SAO PAULO. Das war der stärkste Preisrückgang für die eiweiß- und ölhaltige Bohne seit einer Dekade. Zuletzt haben die Notierungen zwar zeitweise leicht zugelegt, doch die weiteren Aussichten sind ungewiss.

"Der Anbau nimmt tendenziell zu, das wird die Preise unter Druck halten", schätzt Gary Rhea von Risk Management Partners in den USA. In Brasilien wie auch in Argentinien wird mehr Soja angebaut als im Vorjahr. Zudem ist die Ernte in den USA gut ausgefallen. Gleichzeitig hatte noch das US-Landwirtschaftsministerium (USDA) mit seinen weltweiten Ernteschätzungen überrascht: Die Experten erwarten in den nächsten zwölf Monaten keine Engpässe bei den Ölsaaten. Sowohl in Argentinien als auch Brasilien, den neben den USA wichtigsten Exporteuren, wird die Sojaproduktion im Erntejahr 2008/2009 der Prognose zufolge wegen des größeren Flächeneinsatzes im Vergleich zum Vorjahr kräftig (8,8 Prozent) zunehmen.

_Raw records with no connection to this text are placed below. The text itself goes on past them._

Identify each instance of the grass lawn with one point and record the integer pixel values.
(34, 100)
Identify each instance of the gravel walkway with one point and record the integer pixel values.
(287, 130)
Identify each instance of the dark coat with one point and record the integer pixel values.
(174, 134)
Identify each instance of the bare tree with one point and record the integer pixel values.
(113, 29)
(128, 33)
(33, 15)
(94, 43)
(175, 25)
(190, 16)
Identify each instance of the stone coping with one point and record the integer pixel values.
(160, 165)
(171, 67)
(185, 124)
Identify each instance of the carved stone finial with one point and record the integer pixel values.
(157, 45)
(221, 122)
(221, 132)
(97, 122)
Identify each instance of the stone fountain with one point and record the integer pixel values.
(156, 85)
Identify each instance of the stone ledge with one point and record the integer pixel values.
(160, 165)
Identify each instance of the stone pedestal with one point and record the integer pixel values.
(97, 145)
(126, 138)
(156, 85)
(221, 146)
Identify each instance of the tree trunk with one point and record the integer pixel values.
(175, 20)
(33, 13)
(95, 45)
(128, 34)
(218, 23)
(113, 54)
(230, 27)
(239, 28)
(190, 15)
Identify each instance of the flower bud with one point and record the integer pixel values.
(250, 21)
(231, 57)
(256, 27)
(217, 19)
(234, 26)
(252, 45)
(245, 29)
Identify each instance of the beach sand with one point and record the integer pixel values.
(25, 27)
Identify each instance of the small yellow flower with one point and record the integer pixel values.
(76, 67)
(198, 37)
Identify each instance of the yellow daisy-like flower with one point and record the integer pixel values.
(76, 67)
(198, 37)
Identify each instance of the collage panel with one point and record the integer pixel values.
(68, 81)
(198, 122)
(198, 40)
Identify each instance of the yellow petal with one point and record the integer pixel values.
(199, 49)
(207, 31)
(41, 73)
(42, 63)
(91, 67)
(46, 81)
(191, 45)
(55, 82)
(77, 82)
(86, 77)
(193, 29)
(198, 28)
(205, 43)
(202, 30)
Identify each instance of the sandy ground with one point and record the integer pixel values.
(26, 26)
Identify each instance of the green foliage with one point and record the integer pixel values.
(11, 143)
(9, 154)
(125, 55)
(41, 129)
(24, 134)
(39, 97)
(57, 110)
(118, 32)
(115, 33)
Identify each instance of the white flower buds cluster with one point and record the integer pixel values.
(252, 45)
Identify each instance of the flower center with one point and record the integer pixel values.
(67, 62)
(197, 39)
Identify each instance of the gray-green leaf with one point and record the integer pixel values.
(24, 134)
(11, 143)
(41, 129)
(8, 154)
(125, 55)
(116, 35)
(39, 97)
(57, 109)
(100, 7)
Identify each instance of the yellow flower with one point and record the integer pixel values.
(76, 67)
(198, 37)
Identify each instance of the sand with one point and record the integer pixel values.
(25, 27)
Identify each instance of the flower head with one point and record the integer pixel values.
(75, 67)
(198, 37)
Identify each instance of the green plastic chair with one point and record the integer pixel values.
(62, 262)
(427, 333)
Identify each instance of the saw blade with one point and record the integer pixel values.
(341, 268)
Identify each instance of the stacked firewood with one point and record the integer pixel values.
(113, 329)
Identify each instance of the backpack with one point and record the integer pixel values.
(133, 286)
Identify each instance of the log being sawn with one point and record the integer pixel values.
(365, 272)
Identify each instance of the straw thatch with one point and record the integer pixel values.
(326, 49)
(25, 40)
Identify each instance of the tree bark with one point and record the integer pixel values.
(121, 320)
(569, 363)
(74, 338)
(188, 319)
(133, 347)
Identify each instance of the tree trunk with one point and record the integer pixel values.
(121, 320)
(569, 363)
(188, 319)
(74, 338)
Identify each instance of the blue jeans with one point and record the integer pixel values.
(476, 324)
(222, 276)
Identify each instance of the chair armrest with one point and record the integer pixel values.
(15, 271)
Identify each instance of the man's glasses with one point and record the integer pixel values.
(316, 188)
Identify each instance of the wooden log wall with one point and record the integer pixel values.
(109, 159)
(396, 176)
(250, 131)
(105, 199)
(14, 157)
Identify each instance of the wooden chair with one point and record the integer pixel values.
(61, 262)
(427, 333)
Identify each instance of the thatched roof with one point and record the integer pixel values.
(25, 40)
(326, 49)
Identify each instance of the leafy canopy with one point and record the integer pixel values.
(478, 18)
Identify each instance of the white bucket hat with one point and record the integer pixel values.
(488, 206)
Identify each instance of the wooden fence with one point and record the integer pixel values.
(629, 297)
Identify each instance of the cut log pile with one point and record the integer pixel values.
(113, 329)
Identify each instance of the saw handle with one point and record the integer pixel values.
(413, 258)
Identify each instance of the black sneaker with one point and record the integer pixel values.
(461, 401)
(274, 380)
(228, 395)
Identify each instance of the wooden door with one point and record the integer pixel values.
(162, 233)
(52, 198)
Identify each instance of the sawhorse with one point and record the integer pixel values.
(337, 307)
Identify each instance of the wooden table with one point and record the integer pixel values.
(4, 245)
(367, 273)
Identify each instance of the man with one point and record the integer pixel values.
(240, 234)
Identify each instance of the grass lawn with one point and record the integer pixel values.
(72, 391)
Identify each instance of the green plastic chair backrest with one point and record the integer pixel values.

In Brasilien hatte das landwirtschaftliche Versorgungsamt Conab bereits einen Produktionszuwachs von 2,9 Prozent gemeldet. In Argentinien soll die Fläche gar um sieben Prozent wachsen, weil die Farmer den wegen Klimaeinflüssen riskanteren und damit teureren Anbau von Weizen und Mais reduzieren, meldet das Agro-Institut Consultoria Panagricola aus Argentinien.

Doch trotz der erwarteten Steigerungen auf der Produktionsseite, sind die Sojapreise zeitweise sogar wieder leicht gestiegen. Der Grund sind die weiterhin historisch niedrigen Lagervorräte bei anhaltend hoher Nachfrage aus China. Die US-Agrarexperten erwarten, dass die weltweiten Vorräte im August rund drei Prozent sinken werden.